Active Inference for Closed-loop transmit beamsteering in Fetal Doppler Ultrasound

TL;DR

The proposed cognitive ultrasound system leverages a sequential Monte Carlo method to infer the fetal heart position from the power Doppler signal, and employs a greedy information-seeking criterion to select the steering angle that minimizes the positional uncertainty for future timesteps.

Abstract

Doppler ultrasound is widely used to monitor fetal heart rate during labor and pregnancy. Unfortunately, it is highly sensitive to fetal and maternal movements, which can cause the displacement of the fetal heart with respect to the ultrasound beam, in turn reducing the Doppler signal-to-noise ratio and leading to erratic, noisy, or missing heart rate readings. To tackle this issue, we augment the conventional Doppler ultrasound system with a rational agent that autonomously steers the ultrasound beam to track the position of the fetal heart. The proposed cognitive ultrasound system leverages a sequential Monte Carlo method to infer the fetal heart position from the power Doppler signal, and employs a greedy information-seeking criterion to select the steering angle that minimizes the positional uncertainty for future timesteps. The fetal heart rate is then calculated using the Doppler signal at the estimated fetal heart position. Our results show that the system can accurately track the fetal heart position across challenging signal-to-noise ratio scenarios, mainly thanks to its dynamic transmit beam steering capability. Additionally, we find that optimizing the transmit beamsteering to minimize positional uncertainty also optimizes downstream heart rate estimation performance.
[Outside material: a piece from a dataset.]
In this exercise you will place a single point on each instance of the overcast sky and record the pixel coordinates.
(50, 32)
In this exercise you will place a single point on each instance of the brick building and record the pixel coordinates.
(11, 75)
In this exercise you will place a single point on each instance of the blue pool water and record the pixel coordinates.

In conclusion, this work showcases the power of closed-loop cognitive ultrasound in boosting the capabilities of traditional systems.

Figures (4)

• Figure 1: Closed-loop fetal Doppler ultrasound.
• Figure 2: Experimental setup, including a submerged Philips s5-1 phased array probe manipulated by a translation stage and a suspended chicken heart attached to an axial motion generator.
• Figure 3: In-silico offline experiment comparing the performance of the proposed closed-loop system with adaptive focused beam and an open-system with a focused beam fixed at 0 rad at an SNR of 10 dB. (a) Selected steering angle compared to the Doppler target extent. (b) Angular position tracking over time. (c) Heart rate (HR) estimate over time compared to ground truth (GT). Note how the HR estimation fails when the Doppler target moves out of the fixed transmit beam.
• Figure 4: Tracking mean absolute error (MAE) and heart rate (HR) accuracy ($\mathrm{|GT - HR|}$$\leq$ 5 bpm) as a function of the power Doppler signal-to-noise ratio (SNR), for the fixed and adaptive beam steering policies.